This Huffington Post piece, "Accountants, Washington Helping Banks Fluff Profits," illustrates why it's so frustrating to watch this financial crisis play out, day after day.
We need greater transparency in the financial system. Nobody -- right, left, center, right of center, left of center, center of right of left of center -- contests that. Nobody has said, "What we need in America are more off-balance-sheet vehicles, derivatives traded in back alleys, murky accounting rules, hard-to-understand securitizations."
If we need more light, we do we keep embracing the darkness? I don't get it.
And if you don't like "mark-to-market rules" (accounting standards that value an asset on a company's books according to what it's worth at that moment, freely traded), then what do you like? Mark-to-whatever-you-feel-like-it rules (these by the way, in their more reputable guise, are known as "mark to model")?
If you're an accountant, the nice thing about a financial asset should be that it's not a friggin' puppy. It doesn't have sentimental value. That CMBS in the back room isn't worth $5 million to me but $10 million to you because you like its big brown eyes and curly cashmere-soft coat.
At day's end (so to speak), it pays out X dollars, and that's what matters. That's how the market prices it. If you claim it's worth $10 million, but Joe Investor will give you only $5 million, but it IS really worth $10 million (assuming reasonable rates of return), guess what? Fred Investor will step in and give you $9.7 million say, recognizing a good deal when he can get one.

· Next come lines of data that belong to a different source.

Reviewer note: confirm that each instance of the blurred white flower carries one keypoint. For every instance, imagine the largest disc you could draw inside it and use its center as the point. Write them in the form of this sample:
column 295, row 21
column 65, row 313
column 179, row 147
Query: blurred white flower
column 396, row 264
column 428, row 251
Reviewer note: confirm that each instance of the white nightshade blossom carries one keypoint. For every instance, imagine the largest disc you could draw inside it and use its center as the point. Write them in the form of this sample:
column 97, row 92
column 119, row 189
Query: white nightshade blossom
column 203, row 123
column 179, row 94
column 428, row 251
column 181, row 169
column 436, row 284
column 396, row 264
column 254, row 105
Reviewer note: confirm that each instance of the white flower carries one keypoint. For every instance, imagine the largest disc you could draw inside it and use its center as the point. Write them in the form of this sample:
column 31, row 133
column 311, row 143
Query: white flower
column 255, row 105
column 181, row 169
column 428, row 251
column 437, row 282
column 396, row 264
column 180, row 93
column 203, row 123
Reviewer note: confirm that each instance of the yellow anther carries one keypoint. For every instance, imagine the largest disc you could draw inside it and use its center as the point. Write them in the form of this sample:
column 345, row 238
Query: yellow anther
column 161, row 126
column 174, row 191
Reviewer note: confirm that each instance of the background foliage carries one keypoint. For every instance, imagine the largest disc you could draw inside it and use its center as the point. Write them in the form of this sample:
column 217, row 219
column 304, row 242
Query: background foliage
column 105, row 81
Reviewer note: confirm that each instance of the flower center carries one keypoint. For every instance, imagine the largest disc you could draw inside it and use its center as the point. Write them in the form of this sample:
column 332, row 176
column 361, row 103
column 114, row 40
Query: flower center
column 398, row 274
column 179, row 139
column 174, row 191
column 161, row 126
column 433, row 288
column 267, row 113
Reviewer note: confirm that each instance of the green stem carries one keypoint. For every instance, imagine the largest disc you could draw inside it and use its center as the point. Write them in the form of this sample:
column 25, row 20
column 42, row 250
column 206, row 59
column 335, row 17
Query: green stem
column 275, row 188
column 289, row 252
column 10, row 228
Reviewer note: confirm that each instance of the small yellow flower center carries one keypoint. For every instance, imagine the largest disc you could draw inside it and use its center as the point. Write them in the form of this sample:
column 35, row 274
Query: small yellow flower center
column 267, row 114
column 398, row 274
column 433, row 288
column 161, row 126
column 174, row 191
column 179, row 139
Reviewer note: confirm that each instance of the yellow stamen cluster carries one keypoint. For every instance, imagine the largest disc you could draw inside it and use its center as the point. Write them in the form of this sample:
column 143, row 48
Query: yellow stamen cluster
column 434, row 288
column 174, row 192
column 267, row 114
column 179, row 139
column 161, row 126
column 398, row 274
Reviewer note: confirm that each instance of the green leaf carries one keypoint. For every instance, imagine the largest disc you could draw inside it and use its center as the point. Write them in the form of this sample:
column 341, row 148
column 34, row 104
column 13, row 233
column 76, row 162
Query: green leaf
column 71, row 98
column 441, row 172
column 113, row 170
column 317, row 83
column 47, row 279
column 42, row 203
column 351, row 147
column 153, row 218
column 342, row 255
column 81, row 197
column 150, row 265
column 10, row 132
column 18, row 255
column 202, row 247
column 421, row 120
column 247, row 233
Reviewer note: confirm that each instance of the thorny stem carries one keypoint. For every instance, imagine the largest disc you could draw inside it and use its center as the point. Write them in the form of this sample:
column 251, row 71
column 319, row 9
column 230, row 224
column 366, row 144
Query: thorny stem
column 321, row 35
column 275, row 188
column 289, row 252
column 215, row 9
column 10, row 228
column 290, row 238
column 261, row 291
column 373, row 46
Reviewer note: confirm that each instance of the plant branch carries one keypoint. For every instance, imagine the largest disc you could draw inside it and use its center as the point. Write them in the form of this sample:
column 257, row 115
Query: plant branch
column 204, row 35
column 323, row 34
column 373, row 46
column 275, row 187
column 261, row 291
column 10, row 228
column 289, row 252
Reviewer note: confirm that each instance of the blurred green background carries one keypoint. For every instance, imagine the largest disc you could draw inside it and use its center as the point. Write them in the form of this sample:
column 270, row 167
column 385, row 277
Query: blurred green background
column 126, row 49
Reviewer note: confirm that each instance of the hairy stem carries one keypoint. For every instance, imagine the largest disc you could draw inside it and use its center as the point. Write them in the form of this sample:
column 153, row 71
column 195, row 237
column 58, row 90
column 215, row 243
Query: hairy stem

But if you can't get anything near $10 million, for God's sake, don't turn purple and start throwing your paperweights around the office, swearing about those "damn accounting rules." I know in America it's always in fashion to blame someone else, not yourself. But in this case, you really need to man up. If you're holding a stinkbomb, deal with it honestly, instead of trying to bend every accounting rule in sight.